Sabadell sieht geringe Chancen für BBVA-Übernahme
Regierung und Sabadell warnen vor negativen Folgen für Finanzsystem und Arbeitsplätze

Der Vorstandsvorsitzende der spanischen Großbank Sabadell, Cesar Gonzalez-Bueno, äußerte sich am Montag auf einer Bankenveranstaltung in Madrid skeptisch über die Erfolgsaussichten einer möglichen Übernahme durch die größere Konkurrentin BBVA. Er betonte, dass die Wahrscheinlichkeit, dass eine solche Operation erfolgreich sein könnte, sehr gering sei. Diese Äußerung steht im Kontext der seit längerem bestehenden Übernahmeabsichten der BBVA, die immer wieder Interesse an einer Fusion mit der kleineren Banco Sabadell bekundet hat. Bereits im Mai hatte Sabadell ein Übernahmeangebot in Höhe von zwölf Milliarden Euro von der BBVA abgelehnt. Sabadell begründete diese Entscheidung damit, dass die Offerte angesichts des Potenzials der Bank und ihrer zukünftigen Wachstumschancen zu niedrig sei.

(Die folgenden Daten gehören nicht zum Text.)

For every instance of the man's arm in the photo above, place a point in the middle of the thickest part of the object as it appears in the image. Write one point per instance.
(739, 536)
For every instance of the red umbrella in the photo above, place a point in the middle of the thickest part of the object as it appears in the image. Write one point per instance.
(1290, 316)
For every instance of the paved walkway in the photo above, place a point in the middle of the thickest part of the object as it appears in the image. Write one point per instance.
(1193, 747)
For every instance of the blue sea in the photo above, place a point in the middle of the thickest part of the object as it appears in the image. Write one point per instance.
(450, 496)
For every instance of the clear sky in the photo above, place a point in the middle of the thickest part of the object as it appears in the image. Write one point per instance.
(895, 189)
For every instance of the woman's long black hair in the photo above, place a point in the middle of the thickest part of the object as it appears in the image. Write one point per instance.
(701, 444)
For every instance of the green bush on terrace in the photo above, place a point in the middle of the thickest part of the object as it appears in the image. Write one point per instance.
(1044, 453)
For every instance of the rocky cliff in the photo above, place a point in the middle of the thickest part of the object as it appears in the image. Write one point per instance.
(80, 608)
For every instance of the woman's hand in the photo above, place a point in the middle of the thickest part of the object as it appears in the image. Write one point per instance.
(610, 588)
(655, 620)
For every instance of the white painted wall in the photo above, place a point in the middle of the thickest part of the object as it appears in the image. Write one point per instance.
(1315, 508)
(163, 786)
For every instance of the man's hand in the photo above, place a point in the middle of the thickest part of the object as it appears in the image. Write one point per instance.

Trotz der ablehnenden Haltung von Sabadell zeigt sich die BBVA weiterhin optimistisch, dass der Zusammenschluss der beiden Banken letztendlich doch noch zustande kommen könnte. Peio Belausteguigoitia, ein hochrangiger Manager der BBVA, nahm ebenfalls an der Veranstaltung in Madrid teil und bekräftigte die Zuversicht seines Unternehmens hinsichtlich einer erfolgreichen Übernahme. Dies deutet darauf hin, dass die BBVA weiterhin fest entschlossen ist, die Verhandlungen fortzuführen, auch wenn sie bisher auf Widerstand gestoßen ist.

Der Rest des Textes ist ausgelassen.